9.25.2016

Perfection at Whipple Creek

There are just two other cars in the parking lot, and nary a soul to be seen.

Perfect, I think to myself, as I release my son from the bondage of his car seat, only to switch him into the bondage of the soft-structure carrier on my back.  He is gratifyingly complacent about the whole process, which just makes everything better.  Nathan is at church this morning, and now I'm at mine.  Time to get my spiritual recharge on.
Oh there we are
We've never been to this place before- only twenty minutes from home, and much tamer than The Gorge (capital T, capital G) but wild enough to give me the greenair I'm craving.  The trails are well marked and well-maintained, which is not unwelcome to my still-recovering ankle.  We delve into the shadowy woods.
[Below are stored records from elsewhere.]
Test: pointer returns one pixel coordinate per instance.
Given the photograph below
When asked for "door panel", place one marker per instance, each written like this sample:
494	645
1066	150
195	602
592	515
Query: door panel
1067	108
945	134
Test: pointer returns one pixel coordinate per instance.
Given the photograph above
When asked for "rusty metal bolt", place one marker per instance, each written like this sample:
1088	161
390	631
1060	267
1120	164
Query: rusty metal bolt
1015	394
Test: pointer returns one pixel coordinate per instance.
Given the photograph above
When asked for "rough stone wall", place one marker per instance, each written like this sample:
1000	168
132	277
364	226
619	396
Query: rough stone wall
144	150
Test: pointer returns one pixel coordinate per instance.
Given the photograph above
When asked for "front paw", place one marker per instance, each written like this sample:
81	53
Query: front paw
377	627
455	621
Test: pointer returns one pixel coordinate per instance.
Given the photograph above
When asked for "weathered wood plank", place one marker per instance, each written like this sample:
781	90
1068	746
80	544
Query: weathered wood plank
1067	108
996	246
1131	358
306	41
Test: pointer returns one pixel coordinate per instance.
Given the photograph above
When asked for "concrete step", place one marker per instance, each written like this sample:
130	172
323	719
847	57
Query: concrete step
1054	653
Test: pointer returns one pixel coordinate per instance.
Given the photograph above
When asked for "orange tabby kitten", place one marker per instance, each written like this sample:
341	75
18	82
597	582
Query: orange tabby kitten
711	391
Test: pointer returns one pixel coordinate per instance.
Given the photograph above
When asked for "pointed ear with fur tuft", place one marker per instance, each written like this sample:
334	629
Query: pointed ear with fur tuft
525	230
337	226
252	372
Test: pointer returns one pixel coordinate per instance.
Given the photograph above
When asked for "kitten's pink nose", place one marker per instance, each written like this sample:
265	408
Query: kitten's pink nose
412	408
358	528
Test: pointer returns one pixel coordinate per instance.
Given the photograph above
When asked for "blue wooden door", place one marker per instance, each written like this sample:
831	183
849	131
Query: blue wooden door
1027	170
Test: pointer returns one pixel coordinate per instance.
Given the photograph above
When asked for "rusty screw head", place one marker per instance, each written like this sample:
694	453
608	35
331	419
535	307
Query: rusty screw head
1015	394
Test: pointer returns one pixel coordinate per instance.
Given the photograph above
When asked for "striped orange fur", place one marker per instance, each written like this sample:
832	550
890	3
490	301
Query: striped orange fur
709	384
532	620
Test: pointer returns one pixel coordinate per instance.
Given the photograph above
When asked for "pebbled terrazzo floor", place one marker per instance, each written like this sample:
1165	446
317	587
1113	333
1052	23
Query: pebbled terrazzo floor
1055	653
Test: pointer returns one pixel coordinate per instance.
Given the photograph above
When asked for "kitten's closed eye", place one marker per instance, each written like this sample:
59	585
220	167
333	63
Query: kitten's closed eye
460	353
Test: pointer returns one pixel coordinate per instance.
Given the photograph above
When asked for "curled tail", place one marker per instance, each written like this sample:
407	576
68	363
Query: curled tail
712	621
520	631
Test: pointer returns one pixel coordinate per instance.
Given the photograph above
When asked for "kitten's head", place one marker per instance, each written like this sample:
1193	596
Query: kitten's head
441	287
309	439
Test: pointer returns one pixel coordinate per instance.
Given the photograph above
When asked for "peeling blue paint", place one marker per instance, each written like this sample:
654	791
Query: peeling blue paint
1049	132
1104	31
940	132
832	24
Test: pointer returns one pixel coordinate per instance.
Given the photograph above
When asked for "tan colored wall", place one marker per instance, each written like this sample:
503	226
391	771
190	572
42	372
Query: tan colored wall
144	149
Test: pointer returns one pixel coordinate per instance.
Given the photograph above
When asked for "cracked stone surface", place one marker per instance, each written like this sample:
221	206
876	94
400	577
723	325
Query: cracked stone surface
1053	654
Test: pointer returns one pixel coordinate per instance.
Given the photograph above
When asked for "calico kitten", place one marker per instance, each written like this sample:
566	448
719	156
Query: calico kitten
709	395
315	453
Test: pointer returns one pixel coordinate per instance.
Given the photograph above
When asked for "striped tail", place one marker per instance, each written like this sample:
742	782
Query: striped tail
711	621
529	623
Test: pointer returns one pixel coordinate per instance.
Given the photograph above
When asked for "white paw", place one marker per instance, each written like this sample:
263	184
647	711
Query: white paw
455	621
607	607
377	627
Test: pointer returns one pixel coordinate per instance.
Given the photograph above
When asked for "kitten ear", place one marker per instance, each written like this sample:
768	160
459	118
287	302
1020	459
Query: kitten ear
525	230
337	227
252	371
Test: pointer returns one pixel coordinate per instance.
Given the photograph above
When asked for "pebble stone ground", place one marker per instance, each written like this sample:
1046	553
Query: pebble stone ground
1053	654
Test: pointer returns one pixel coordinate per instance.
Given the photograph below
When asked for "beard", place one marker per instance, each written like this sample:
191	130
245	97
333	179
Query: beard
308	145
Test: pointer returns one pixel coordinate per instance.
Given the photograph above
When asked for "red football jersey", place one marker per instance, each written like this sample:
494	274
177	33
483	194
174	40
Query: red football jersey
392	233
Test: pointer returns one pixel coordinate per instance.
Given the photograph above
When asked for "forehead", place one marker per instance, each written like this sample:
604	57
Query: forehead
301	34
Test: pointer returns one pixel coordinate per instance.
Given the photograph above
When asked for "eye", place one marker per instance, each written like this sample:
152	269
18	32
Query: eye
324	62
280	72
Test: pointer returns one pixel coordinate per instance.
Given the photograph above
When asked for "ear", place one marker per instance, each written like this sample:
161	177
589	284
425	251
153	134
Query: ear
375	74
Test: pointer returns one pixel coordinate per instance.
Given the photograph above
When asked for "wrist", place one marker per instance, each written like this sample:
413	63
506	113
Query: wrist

For the first half hour or so we talk a lot, with plenty of stops for me to sidle up close to the ferns and trees and flowers that have caught his attention enough to demand, "Wha dat?", so that he can reach out and feel them.  I'm realizing I need to get a field guide so that I can give him better answers than, "Well, um, that's another kind of deciduous tree."
...aaaand that is a flower I've never seen before.

He drops off to sleep around the time that I start the second mile, and I spend some time enjoying my pseudo-solitude in the greenquiet.  A bird starts to pii at me from a bush off the trail, and when I finally spot her tiny, tiny brown body I cannot help but exclaim, "Look at your perfection!"
Lulled, by and by

On I walk, looping and crossing, mentally drafting a new story and admiring the early sun on the delicate structure of spiderwebs.  I try to point the lovely orb-weavers out to my newly-wakened son, but he is so engrossed by everything that I'm not sure he understands my pointing to one thing in specific.
Spinning sunlight

I continue my drafting aloud, thinking to entertain him a bit with story-craft, and then all of a sudden we come across a perfectly-ruined mill.  Immediately my thoughts fly to what a fine semi-castle it makes, out here in the semi-wild.
Castle Dreaming

As we approach the final half mile, an owl the size of my son cruises past my face so closely that I can discern the individual spots on his feathers.  "Oh my!" I gasp, like a heroine from another century, and regret that my son probably didn't see it at all- let alone the fact that it was being chased by three birds whose collective mass was surely less than my doubled-fists.

We re-emerge from the greenlight into the yellow of mid-morning, just as my son begins to express his utter doneness with our outing.  Perfectly timed.